I read an interesting post exploring how facial recognition datasets are being widely used despite being taken down due to ethical concerns.
The post highlights how these datasets, despite being retracted, are still being widely used in research. This is in part because the original datasets are still circulating via mirrors of the original files. But also because they have been incorporated into derived datasets which are still being distributed with the original contents intact.
The authors describe how just one dataset, the DukeMTMC dataset was used in more than 135 papers after being retracted, 116 of those drawing on derived datasets. Some datasets have many derivatives, one example cited has been used in 14 derived datasets.
The research raises important questions about how datasets are published, mirrored, used and licensed. There’s a lot to unpack there and I look forward to reading more about the research.

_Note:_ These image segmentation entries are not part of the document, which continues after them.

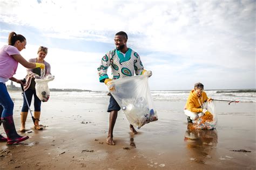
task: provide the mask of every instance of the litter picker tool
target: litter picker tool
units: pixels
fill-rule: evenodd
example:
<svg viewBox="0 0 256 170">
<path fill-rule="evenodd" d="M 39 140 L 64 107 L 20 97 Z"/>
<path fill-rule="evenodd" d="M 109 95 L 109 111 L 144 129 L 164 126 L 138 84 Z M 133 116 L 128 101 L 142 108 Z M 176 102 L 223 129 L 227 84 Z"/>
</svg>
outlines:
<svg viewBox="0 0 256 170">
<path fill-rule="evenodd" d="M 218 99 L 212 99 L 213 101 L 223 101 L 223 102 L 229 102 L 228 105 L 230 105 L 230 103 L 232 102 L 235 102 L 235 103 L 239 103 L 239 101 L 228 101 L 228 100 L 218 100 Z"/>
<path fill-rule="evenodd" d="M 26 83 L 26 79 L 24 79 L 23 80 L 22 80 L 22 81 L 23 83 Z M 25 94 L 24 91 L 23 86 L 22 86 L 22 84 L 21 84 L 21 86 L 22 90 L 22 95 L 25 98 L 25 100 L 26 101 L 26 104 L 28 105 L 28 107 L 29 108 L 29 112 L 30 112 L 30 115 L 31 115 L 32 120 L 33 120 L 33 122 L 34 123 L 34 125 L 36 125 L 35 124 L 35 122 L 36 122 L 36 120 L 38 121 L 38 122 L 40 121 L 39 121 L 39 119 L 35 118 L 35 117 L 32 115 L 31 110 L 30 110 L 30 107 L 29 106 L 29 102 L 28 101 L 28 99 L 26 98 L 26 94 Z"/>
</svg>

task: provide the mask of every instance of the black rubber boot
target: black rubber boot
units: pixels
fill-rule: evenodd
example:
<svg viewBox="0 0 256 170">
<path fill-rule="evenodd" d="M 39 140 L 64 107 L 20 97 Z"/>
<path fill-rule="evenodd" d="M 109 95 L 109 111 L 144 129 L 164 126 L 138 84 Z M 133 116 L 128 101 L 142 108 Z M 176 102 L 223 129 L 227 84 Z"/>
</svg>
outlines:
<svg viewBox="0 0 256 170">
<path fill-rule="evenodd" d="M 190 118 L 190 117 L 187 117 L 187 123 L 193 123 L 193 121 Z"/>
<path fill-rule="evenodd" d="M 7 136 L 7 144 L 12 145 L 29 138 L 28 136 L 21 136 L 17 133 L 14 125 L 14 118 L 10 116 L 4 118 L 1 118 L 3 122 L 3 126 Z"/>
</svg>

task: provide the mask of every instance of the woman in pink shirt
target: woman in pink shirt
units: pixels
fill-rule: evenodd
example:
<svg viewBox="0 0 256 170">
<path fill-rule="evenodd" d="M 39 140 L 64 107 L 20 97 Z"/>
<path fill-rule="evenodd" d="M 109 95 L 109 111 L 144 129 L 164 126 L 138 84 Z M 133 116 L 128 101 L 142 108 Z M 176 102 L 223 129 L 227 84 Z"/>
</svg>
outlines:
<svg viewBox="0 0 256 170">
<path fill-rule="evenodd" d="M 7 91 L 5 82 L 9 80 L 23 84 L 21 80 L 13 77 L 16 73 L 18 63 L 28 68 L 40 67 L 44 68 L 43 63 L 28 62 L 19 52 L 25 48 L 26 39 L 21 34 L 12 32 L 9 35 L 8 45 L 0 49 L 0 117 L 1 124 L 7 136 L 7 138 L 0 134 L 0 141 L 7 141 L 8 145 L 17 143 L 29 138 L 17 133 L 12 117 L 14 102 Z"/>
</svg>

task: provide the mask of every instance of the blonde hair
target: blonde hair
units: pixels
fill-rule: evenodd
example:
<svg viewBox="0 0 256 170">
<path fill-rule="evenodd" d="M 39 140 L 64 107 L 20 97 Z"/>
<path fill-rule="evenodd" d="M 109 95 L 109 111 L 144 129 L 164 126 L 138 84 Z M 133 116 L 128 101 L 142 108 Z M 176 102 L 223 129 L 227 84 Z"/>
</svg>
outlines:
<svg viewBox="0 0 256 170">
<path fill-rule="evenodd" d="M 43 51 L 44 52 L 45 54 L 47 54 L 47 53 L 48 52 L 48 48 L 43 47 L 43 46 L 40 46 L 38 48 L 38 50 L 37 51 L 37 54 L 39 53 L 39 52 Z"/>
</svg>

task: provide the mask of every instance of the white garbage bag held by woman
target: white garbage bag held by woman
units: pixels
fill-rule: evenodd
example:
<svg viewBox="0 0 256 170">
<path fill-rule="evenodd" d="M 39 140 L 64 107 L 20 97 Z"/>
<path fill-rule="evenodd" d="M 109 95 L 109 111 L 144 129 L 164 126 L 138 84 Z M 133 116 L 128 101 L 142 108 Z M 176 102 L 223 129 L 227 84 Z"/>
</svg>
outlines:
<svg viewBox="0 0 256 170">
<path fill-rule="evenodd" d="M 54 76 L 49 75 L 44 77 L 44 69 L 41 69 L 41 79 L 35 79 L 36 95 L 42 102 L 47 102 L 50 98 L 48 82 L 54 80 Z"/>
</svg>

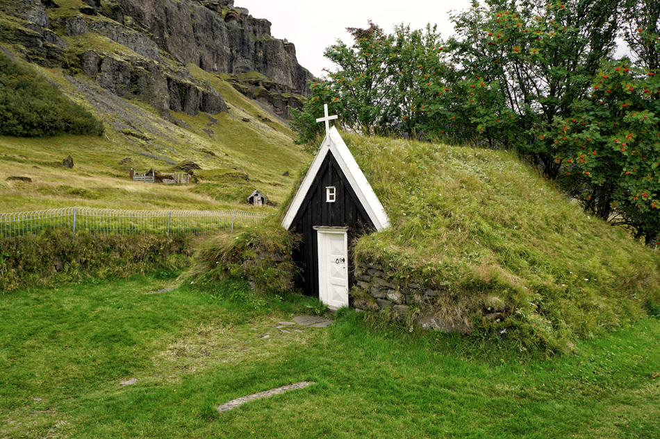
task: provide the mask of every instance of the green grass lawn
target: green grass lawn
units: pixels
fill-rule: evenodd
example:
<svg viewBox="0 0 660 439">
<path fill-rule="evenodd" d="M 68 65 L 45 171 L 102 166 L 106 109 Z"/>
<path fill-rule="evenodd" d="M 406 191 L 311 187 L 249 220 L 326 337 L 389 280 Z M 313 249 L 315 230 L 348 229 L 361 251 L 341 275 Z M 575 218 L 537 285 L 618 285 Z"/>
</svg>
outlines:
<svg viewBox="0 0 660 439">
<path fill-rule="evenodd" d="M 309 300 L 150 293 L 176 275 L 0 295 L 0 438 L 660 437 L 657 320 L 545 359 L 352 311 L 283 334 Z M 301 381 L 317 384 L 214 409 Z"/>
</svg>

The concerns around open licensing are reminiscent of similar debates in the open source community leading to a set of “ethical open source licences“.
But the issue I wanted to highlight here is the difficulty of tracking the mirroring and reuse of datasets.
If it were easier to monitor important changes to datasets, then it would be easier to:
- maintain mirrors of data
- retract or remove data that breached laws or social and ethical norms
- update derived datasets to remove or amend data
- re-run analyses against datasets which has seen significant corrections or revisions
- assess the impacts of poor quality or unethically shared data
- proactively notify relevant communities of potential impacts relating to published data
- monitor and review the reasons why datasets get retracted
- …etc, etc
The importance of these activities can be seen in other contexts.
Principle T3: Orderly Release, of the UK Statistics Authority code of practice explains that scheduled revisions and unscheduled corrections to statistics should be transparent, and that organisations should have a specific policy for how they are handled.
More broadly, product recalls and safety notices are standard for consumer goods. Maybe datasets should be treated similarly?
This feels like an area that warrants further research, investment and infrastructure. At some point we need to raise our sights from setting up even more portals and endlessly refining their feature sets and think more broadly about the system and ecosystem we are building.